In politics, when speaking to the public, it’s far easier to tell a lie, and much harder to tell the truth. This is mostly true because people believe certain things more than others: they more easily believe claims that jibe with their personal beliefs, they quickly believe things that sound attractive, and they just as quickly believe things that frighten them.

Take the whole Reaganomics thing: cutting taxes will increase revenues. Everyone loves cutting taxes, even when it’s not for them. Tell them that you can do this and the government will actually take in more money, and you’ve got most of the public believing you–despite the fact that the claim is contrary to basic logic. Not to worry–just make the claim that there is some expert that supports your statement. “Oh, we’ve got this thing called the Laffer Curve, these expert economists back us up.” “OK, good enough for us!” It’s the same principle that scam artists use to fleece people of their money. It works.

Telling the lie is easy, you don’t really need to explain or prove anything. Just present the thesis, claim you have support, and you’re done.

Debunking the lie is far harder. People won’t simply believe the same thing in reverse, because it’s not what they want to hear. So you’ll need to prove what you say. And that involves using explanations–facts and logic which take time and require listeners to actively think, all to conclude that what they want to believe isn’t true. Naturally, it doesn’t take very long before most of your audience loses interest and stops listening. So your best chance is to conclusively prove the lie is false in a clear and concise statement–and that’s often extremely difficult, if not impossible.

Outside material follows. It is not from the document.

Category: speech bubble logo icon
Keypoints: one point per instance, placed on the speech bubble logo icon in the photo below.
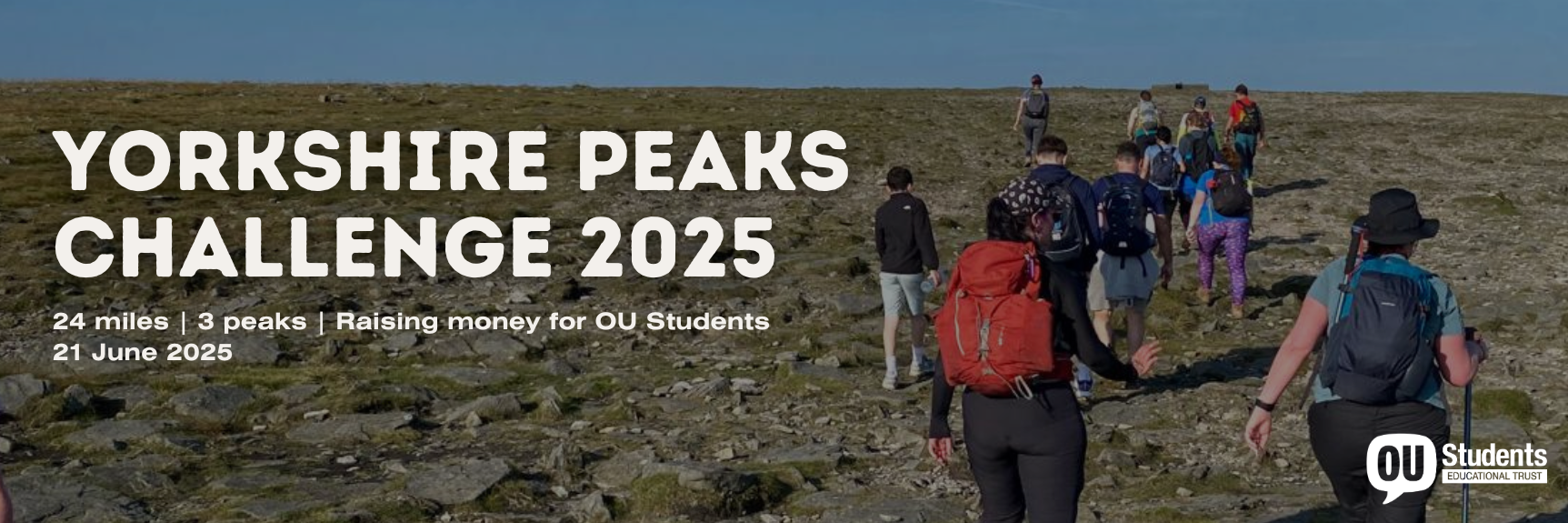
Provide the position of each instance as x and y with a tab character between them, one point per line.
1403	462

This is how it is going with most Republican claims and proposals these days. They have become extremely adept at the easy lie. Despite having been lied to–demonstrably–on multiple occasions in the recent past by the GOP, people still generally accept whatever they say.

Take, for example, the new Republican plan to cut spending:

At first glance, the survey results aren’t exactly encouraging. When respondents were asked whether or not they favored the Republicans’ a 10-year plan to cut spending $6.2 trillion, it scored pretty well — 48% supported the idea, which is pretty high, while 33% were against it.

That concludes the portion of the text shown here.